From the very beginning the closed-loop view on the systems under verification was taken.
Early works on the application of model-checking to verification of programs date back to early 90s, and the first works on closed-loop verification appeared a few years after, in the end of 90s.
The reason behind the closed-loop approach is two-fold. First and foremost, explicit modelling of the plant enables formulation of requirements in terms of the plant’s processes which makes more sense for the automation system owner.
Another reason is that the closed-loop pattern promises lower complexity of model-checking than that of open-loop systems.
Another feature of the modern automation systems is modularity, and this feature is becoming increasingly more obvious. This requires modularization and “aspectisation” of the formal models as well, leading to the concept of cyber-physical component as an artefact used in both engineering and verification. To increase industrial applicability of this concept, we tried to rely on industrial standards for defining the input to our verification tools.

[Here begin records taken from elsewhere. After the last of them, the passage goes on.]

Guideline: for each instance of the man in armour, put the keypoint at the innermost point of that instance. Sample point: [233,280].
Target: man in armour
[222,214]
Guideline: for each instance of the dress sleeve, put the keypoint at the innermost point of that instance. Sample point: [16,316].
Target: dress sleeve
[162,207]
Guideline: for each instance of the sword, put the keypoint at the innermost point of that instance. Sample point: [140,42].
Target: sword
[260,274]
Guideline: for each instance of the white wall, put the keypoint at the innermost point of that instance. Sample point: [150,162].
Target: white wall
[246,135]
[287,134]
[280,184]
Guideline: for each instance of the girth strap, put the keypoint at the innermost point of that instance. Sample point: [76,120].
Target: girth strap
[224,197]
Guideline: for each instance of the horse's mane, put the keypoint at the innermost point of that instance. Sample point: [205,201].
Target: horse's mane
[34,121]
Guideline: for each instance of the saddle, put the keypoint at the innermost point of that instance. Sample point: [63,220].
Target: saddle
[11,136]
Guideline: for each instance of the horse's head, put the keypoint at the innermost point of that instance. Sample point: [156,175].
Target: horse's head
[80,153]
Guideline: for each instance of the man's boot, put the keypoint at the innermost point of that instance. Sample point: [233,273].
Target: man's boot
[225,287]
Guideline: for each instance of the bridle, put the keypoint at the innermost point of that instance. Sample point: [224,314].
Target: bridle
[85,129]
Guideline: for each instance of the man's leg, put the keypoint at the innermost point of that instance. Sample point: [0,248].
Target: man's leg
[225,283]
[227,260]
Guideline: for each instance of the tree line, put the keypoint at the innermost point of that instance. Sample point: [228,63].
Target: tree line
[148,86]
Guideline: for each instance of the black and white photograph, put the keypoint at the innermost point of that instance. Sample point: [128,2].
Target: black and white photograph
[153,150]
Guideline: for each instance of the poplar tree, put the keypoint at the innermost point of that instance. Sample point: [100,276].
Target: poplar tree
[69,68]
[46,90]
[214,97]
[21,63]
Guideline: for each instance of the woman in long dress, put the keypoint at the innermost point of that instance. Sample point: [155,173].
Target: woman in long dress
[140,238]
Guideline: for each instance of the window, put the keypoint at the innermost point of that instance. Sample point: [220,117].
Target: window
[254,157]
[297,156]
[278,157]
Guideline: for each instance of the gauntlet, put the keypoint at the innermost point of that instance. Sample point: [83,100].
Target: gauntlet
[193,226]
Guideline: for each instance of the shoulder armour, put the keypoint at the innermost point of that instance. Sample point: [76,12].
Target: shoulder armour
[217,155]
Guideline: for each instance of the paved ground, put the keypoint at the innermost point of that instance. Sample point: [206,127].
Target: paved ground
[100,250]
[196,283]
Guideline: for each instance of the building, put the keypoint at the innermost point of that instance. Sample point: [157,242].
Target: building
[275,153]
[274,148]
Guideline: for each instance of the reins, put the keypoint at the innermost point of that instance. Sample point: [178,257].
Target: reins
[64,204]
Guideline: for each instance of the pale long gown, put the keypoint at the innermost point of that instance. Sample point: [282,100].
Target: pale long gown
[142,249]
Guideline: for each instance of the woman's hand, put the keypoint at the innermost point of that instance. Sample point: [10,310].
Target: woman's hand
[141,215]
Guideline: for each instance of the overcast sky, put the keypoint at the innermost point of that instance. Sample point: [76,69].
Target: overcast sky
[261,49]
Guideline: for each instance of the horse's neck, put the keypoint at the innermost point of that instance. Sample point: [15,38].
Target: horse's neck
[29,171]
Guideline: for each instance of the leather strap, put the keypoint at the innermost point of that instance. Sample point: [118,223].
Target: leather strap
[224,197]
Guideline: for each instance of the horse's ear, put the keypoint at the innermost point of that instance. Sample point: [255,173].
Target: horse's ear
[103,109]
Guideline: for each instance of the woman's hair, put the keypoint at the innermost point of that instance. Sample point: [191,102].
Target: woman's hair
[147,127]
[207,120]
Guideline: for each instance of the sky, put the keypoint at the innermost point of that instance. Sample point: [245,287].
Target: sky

The fundamental question in the closed-loop approach is how to develop models of the plant systematically and with less effort. In recent works we explored ideas of using simulation models as a source for generating automatically discrete state models using evolutionary algorithms or other heuristics. We also tried to limit evolutions of the plant to those which the controller under verification could bring the plant to, trying to “infuse” non-determinism on a limited scale.
The talk will touch upon several techniques aiming at practical applicability of model-checking and its use by the practicing control engineers.
Bio: (IEEE M’03–SM’04) is on joint appointment as Chaired Professor (Ämnesföreträdare) of Dependable Computation and Communication Systems at Luleå University of Technology, Sweden, and Professor of Information and Computer Engineering in Automation, Aalto University, Finland. He is also co-director of the international laboratory of Computer Technologies at ITMO University, Saint-Petersburg, Russia.
Previously he has been with Cambridge University, U.K., as a visiting scholar, and on permanent academic appointments with The University of Auckland, New Zealand, Martin Luther University of Halle-Wittenberg, Germany, and with Taganrog State University of Radio Engineering, and postdoc at Nagoya Institute of Technology, Japan.
Valeriy graduated in applied computer science and obtained Ph.D. from Taganrog State Radio Engineering University in Russia.
Current research interests of Dr. Vyatkin include dependable distributed automation and industrial informatics, software engineering for industrial automation systems, distributed architectures, applied in various industry sectors, including Smart Grid, material handling, building management systems, and reconfigurable manufacturing. He is also active in research on dependability provisions for industrial automation systems, such as methods of formal verification and validation, and theoretical algorithms for improving their performance.
Dr. Vyatkin was awarded the Andrew P. Sage Award for the best IEEE Transactions paper in 2012.